If you're reading this post, chances are that you are wondering about options. For example, you may be asking yourself: "What is an option? What is an option pool? How do you grant options? How do they vest? What does it mean to exercise an option?" All good questions. Let's answer the first in this post and come back to the others later on.
An Option is a Security
In its most basic sense, an option is a security, like a share (but not identical). Options are securities which convert into, or can be exchanged for, other securities like shares. Another way to think of it is that an option grants the holder the right to acquire a share, subject to certain terms and conditions.
When dealing with options, this process of conversion or exchange is actually referred to as an "exercise". There are some arcane reasons for the different names which we can skip. What you need to know is that options are securities, but they are not shares.
Securities Laws Apply
Why is that distinction relevant? Well, for one thing, knowing that an option is a security should make you ask another question: "Are options subject to securities legislation?" Yes, yes they are. Even options issued by private companies are subject to securities laws. So before you start issuing options to anyone, go call your lawyer (and put down that template you found online - chances are it won't help you or save you any money).
Option Plans and Grant Documents
And knowing that they are not shares should tell you that options are not governed by a specific law (like the CBCA, for example). Options are instead governed by the option plan which created them and the option grant agreement or certificate which links them to an individual option holder.
An option plan is a document approved by a company's board of directors which will typically set out the following basic parameters:
- Who is eligible to hold options?
- How many options can be issued under the plan?
- Who decides who gets options and on what terms?
- How are options exercised?
- What happens is the company is sold?
- What happens if the option holder is no longer involved with the company?
There's more to it, naturally, but these are the generally speaking the most common issues which are addressed in option plans.

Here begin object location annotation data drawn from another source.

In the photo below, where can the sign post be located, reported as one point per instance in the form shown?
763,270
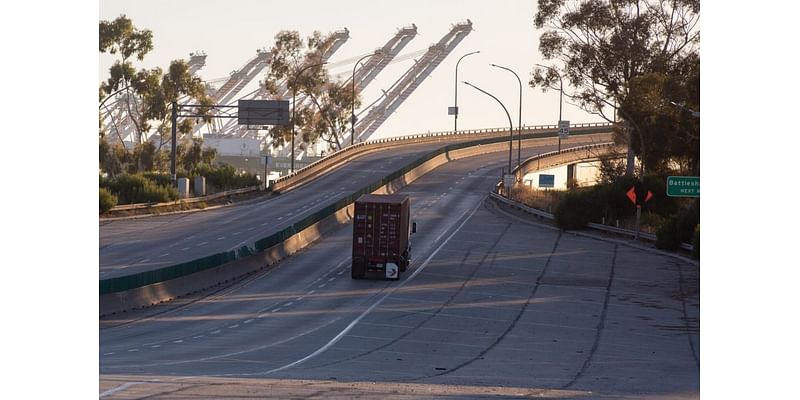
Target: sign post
563,129
638,196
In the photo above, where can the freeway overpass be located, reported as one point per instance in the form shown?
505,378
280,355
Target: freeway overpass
492,305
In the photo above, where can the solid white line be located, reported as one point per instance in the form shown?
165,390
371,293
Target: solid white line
118,388
355,322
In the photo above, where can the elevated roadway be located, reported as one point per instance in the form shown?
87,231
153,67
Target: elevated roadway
135,245
491,306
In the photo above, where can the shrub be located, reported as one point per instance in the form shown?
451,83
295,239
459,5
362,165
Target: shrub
574,210
135,188
224,177
107,200
667,235
696,243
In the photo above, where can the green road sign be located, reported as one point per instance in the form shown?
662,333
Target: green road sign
683,186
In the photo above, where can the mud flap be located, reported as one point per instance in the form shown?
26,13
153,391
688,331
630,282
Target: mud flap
392,272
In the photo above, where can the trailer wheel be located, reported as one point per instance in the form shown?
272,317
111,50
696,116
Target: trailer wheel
358,270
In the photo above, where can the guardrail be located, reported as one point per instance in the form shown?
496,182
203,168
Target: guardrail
651,237
124,283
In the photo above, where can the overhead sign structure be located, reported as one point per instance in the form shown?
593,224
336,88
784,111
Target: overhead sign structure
547,181
639,199
683,186
563,129
263,112
509,180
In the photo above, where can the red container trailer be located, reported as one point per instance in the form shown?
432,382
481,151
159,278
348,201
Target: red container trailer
381,235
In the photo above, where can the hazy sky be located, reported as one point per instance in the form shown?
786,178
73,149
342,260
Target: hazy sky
230,32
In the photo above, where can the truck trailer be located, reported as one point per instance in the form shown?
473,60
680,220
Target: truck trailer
381,230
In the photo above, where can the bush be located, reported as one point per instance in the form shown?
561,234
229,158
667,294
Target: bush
679,228
667,235
224,177
107,200
136,188
575,209
696,243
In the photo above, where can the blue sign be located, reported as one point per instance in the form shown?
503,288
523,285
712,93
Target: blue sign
547,180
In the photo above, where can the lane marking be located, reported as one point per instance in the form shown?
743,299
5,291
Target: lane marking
119,388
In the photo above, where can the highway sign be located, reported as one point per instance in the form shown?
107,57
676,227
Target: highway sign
683,186
563,129
509,180
263,112
547,180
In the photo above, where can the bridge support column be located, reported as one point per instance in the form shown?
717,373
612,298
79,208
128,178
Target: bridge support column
571,168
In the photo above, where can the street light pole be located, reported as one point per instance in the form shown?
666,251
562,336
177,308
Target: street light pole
560,99
294,95
353,115
519,124
511,126
455,115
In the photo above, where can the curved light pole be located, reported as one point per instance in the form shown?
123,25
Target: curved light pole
353,111
455,116
294,94
511,127
519,124
560,100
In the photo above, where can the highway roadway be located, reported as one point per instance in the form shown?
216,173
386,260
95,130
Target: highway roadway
492,306
130,246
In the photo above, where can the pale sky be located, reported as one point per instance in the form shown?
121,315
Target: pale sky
230,32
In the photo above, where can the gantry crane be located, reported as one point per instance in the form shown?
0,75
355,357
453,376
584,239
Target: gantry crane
403,88
367,72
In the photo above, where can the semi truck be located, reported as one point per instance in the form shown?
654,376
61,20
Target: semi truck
381,233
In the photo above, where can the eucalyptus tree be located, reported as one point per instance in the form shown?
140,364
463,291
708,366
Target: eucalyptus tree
149,93
325,115
612,51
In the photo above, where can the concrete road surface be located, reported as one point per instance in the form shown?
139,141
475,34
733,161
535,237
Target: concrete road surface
492,306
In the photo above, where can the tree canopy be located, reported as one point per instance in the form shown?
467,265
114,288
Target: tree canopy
631,60
322,105
145,95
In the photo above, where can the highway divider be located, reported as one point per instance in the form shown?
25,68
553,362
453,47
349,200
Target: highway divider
151,287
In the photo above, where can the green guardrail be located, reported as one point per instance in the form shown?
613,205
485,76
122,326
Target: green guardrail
133,281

The grant agreement or certificate will usually state the following:
- The name of the grantee
- The number of options granted
- Vesting terms and conditions
- Exercise price
- Date of grant and expiry
Grant documents also usually include a statement saying that the options granted are subject to the terms of the option plan.
Let the Experts Help
One of the great things about dealing with startups and emerging tech companies is that they are full of brilliant people. But sometimes, their bootstrapping habits are hard to kick and they try and do things on their own just to save a few bucks.
You wouldn't issue shares on your own, would you? No.
So stick to the same rule with options, and let the experts help. Talk to your lawyer and your tax advisor before you do anything with options - there can be serious tax and other corporate consequences for both the company and the option holder if the plan and grants are not done correctly.
The content of this article is intended to provide a general guide to the subject matter. Specialist advice should be sought about your specific circumstances.